The court held that the waiver violated the National Labor Relations Act:
Epic's clause runs straight into the teeth of Section 7. The provision prohibits any collective, representative, [12] or class legal proceeding. Section 7 rovides that "[e]mployees shall have the right to ... engage in ... concerted activities for the purpose of collective bargaining or other mutual aid or protection." 29 U.S.C. § 157. A collective, representative, or class legal proceeding is just such a "concerted activit[y]." See Eastex, 437 U.S. at 566; Brady, 644 F.3d at 673; D. R. Horton, 357 N.L.R.B. 2277, at 2278. Under Section 8, any employer action that "interfere[s] with, restrain[s], or coerce[s] employees in the exercise of the rights guaranteed in [Section 7]" constitutes an "unfair labor practice." 29 U.S.C. § 158(a)(1). Contracts that stipulate away employees' Section 7 rights or otherwise require actions unlawful under the NRLA are unenforceable.
Lewis v. Epic Sys. Corp., No. 15-2997, 2016 U.S. App. LEXIS 9638, at *11-12 (7th Cir.
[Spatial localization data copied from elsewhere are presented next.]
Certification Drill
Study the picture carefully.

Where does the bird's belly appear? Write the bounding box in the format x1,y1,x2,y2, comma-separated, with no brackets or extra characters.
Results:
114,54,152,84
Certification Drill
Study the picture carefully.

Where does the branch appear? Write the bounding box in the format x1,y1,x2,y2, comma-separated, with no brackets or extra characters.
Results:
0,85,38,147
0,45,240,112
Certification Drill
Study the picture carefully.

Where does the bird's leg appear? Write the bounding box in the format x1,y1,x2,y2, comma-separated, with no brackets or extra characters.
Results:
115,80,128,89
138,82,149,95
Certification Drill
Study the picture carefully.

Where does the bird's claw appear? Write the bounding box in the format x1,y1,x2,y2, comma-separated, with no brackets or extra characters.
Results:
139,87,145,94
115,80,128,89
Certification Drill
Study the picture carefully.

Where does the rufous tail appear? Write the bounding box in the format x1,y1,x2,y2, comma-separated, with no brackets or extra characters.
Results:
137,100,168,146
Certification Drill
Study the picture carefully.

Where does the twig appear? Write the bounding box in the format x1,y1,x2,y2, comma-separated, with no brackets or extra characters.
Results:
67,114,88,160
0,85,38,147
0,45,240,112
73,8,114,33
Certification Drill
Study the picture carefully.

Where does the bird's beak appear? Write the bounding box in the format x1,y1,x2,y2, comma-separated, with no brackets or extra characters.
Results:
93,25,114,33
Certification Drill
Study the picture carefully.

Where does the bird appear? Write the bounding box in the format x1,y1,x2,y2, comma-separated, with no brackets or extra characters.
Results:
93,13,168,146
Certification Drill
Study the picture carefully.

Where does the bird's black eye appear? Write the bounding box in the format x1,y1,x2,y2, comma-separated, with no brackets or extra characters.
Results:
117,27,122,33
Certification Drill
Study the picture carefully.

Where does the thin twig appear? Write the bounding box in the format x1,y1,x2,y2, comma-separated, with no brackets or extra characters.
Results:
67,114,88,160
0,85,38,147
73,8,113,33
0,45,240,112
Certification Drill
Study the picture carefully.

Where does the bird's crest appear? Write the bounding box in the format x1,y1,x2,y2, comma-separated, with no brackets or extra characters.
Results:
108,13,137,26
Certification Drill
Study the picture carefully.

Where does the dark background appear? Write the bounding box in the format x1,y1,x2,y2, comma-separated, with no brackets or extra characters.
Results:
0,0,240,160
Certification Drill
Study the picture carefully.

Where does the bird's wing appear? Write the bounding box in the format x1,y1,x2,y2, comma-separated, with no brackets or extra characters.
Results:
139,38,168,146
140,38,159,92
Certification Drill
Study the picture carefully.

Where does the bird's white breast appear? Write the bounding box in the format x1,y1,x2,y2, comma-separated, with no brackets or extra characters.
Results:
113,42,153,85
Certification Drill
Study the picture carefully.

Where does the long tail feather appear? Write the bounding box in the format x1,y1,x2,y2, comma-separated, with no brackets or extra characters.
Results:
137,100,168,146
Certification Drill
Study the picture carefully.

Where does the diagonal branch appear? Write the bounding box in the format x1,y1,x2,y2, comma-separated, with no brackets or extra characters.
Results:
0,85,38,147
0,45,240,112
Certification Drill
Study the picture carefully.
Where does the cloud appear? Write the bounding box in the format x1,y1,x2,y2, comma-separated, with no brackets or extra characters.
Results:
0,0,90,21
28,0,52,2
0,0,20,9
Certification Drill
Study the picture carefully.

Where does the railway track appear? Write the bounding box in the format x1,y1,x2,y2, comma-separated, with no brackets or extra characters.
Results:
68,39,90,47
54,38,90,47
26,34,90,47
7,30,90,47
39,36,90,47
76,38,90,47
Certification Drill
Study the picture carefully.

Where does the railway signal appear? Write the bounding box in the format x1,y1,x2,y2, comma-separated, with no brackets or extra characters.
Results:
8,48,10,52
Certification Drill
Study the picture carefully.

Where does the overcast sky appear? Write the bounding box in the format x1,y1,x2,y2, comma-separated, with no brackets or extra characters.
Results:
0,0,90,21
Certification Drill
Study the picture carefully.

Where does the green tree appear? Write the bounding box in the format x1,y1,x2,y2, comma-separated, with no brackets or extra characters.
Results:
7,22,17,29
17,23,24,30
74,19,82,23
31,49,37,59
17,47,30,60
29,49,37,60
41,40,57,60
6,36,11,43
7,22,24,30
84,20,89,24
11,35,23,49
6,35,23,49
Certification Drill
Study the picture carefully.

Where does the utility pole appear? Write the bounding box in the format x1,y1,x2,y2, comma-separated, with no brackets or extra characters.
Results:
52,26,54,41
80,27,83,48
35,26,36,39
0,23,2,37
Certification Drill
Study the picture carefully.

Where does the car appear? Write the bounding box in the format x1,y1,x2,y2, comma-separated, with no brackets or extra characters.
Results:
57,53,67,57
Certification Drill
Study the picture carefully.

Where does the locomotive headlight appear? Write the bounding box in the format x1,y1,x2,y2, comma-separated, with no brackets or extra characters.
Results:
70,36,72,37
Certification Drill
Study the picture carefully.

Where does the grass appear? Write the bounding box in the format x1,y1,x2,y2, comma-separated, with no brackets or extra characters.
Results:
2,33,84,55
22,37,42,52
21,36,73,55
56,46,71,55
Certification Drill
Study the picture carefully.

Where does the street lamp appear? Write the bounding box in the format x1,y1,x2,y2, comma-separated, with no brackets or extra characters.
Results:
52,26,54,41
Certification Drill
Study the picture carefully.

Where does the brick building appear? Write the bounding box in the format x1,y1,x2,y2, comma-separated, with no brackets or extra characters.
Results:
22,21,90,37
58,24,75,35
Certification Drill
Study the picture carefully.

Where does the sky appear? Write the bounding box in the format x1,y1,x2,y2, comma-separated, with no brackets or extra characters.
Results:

May 26, 2016)

The Seventh Circuit's decision sets up a circuit split and a chance for the U.S. Supreme Court to consider whether class action waivers violate the NLRA or not.  The Seventh Circuit's decision also gives the NLRB the impetus to bring unfair labor practice charges against employers that maintain class action waivers in their arbitration agreements, which could result in invalidation of those agreements down the road. 

So, employers with class action waivers, be aware that challenges to these agreements may come as a result of the NLRB's position in D.R. Horton, especially given the Seventh Circuit's recent endorsement.  We will have to see if the Seventh Circuit's decision is taken up for review by the U.S. Supreme Court.   The court already decided not to hear it en banc.